= Agenor of Argos =

Ancient Greek mythological figure

In Greek mythology, Agenor (/əˈdʒiːnɔr/; Ancient Greek: Ἀγήνωρ or Αγήνορι Agēnor; English translation: 'heroic, manly') was a member of the royal house of Argos. He belonged to the house of Phoroneus, and was father of Crotopus. His exact position in the lineage varies depending on the source.

== Biography ==
Certain sources give Agenor as a son of Ecbasus, and, in some mythological traditions, father of the giant Argus Panoptes. In other accounts, Agenor was said to have been the son and successor of Triopas, and accordingly brother of Jasus, Xanthus and Pelasgus.

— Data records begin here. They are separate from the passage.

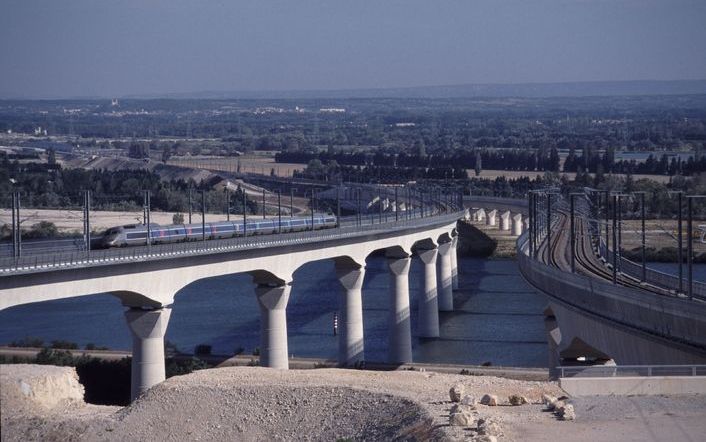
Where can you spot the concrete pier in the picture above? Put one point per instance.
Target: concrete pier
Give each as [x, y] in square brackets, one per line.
[505, 221]
[428, 301]
[446, 301]
[350, 338]
[273, 325]
[454, 263]
[148, 328]
[400, 330]
[517, 224]
[490, 217]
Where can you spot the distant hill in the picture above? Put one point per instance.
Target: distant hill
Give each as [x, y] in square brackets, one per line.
[528, 90]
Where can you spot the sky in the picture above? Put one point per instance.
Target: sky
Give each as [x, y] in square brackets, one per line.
[114, 48]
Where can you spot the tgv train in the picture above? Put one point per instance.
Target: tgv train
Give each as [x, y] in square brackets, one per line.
[136, 234]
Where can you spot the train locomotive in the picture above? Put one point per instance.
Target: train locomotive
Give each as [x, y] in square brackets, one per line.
[136, 234]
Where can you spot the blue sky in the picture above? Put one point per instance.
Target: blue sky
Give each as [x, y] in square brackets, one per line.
[67, 48]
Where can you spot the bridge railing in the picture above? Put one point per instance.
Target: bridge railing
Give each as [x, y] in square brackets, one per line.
[637, 309]
[602, 371]
[652, 276]
[45, 262]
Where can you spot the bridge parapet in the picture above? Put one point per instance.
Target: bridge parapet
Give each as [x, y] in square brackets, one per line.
[62, 261]
[675, 328]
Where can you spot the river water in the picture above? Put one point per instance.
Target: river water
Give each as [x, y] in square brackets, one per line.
[497, 319]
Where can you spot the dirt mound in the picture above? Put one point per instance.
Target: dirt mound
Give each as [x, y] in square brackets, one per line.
[223, 410]
[32, 387]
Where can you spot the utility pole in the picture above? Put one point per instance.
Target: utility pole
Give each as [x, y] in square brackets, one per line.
[607, 230]
[279, 211]
[642, 214]
[203, 215]
[379, 206]
[87, 221]
[312, 210]
[615, 241]
[245, 212]
[338, 206]
[680, 240]
[190, 204]
[620, 232]
[359, 215]
[573, 235]
[689, 245]
[16, 225]
[549, 224]
[227, 204]
[146, 208]
[530, 207]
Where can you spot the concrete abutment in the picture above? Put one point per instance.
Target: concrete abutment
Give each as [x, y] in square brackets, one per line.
[148, 327]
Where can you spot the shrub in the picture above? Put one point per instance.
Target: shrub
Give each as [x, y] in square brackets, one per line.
[202, 349]
[43, 229]
[64, 345]
[28, 342]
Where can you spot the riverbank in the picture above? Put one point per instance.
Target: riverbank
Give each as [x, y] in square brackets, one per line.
[252, 403]
[26, 354]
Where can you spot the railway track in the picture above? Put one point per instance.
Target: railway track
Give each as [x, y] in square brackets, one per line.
[586, 261]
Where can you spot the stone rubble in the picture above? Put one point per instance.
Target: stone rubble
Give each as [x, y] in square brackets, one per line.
[516, 399]
[456, 392]
[489, 399]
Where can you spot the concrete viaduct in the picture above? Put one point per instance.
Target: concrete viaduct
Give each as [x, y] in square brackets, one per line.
[631, 322]
[146, 281]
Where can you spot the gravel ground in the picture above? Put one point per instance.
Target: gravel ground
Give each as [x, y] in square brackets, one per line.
[254, 403]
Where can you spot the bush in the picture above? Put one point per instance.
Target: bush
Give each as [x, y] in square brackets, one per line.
[179, 367]
[64, 345]
[49, 356]
[43, 229]
[202, 349]
[28, 342]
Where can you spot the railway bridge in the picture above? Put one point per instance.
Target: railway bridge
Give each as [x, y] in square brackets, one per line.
[598, 312]
[146, 279]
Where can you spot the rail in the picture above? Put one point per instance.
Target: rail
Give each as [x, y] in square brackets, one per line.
[652, 276]
[60, 261]
[602, 371]
[636, 309]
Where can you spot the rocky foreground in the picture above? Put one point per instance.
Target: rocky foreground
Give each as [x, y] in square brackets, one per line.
[253, 403]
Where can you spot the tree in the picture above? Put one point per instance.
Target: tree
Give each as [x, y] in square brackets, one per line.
[420, 148]
[51, 156]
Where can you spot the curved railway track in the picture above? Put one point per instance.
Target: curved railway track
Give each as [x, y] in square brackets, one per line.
[587, 261]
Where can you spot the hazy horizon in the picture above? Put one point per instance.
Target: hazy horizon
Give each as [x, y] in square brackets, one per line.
[83, 48]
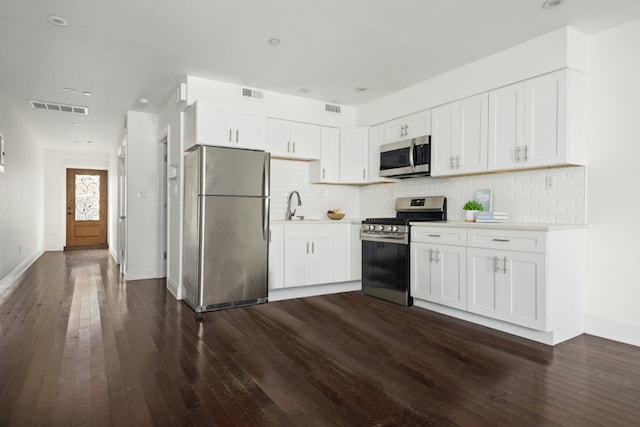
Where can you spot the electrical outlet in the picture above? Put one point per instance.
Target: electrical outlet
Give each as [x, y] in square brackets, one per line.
[550, 182]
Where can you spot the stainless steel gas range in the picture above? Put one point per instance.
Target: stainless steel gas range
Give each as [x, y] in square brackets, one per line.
[386, 270]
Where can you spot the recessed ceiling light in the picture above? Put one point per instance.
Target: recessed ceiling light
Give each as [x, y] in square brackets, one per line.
[58, 21]
[549, 4]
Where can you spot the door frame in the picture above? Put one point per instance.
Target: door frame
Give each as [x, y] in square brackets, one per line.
[104, 204]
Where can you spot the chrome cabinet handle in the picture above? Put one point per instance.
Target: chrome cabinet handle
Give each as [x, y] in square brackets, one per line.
[412, 162]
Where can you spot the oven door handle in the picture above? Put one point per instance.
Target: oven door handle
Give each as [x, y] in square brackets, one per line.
[412, 162]
[394, 240]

Hellanicus of Lesbos states that Agenor was instead a son of Phoroneus, and (again) brother of Jasus and Pelasgus, and that after their father's death, the two elder brothers divided his dominions between themselves in such a manner that Pelasgus received the country about the river Erasmus, and built Larissa, and Jasus the country about Elis. After the death of these two, Agenor, the youngest, invaded their dominions, and thus became king of Argos. Pausanias wrote that because of the enmity of Agenor, Trochilus, son of Callithyia and a priest of Demeter fled from Argos and settled in Attica where he married a woman from Eleusis.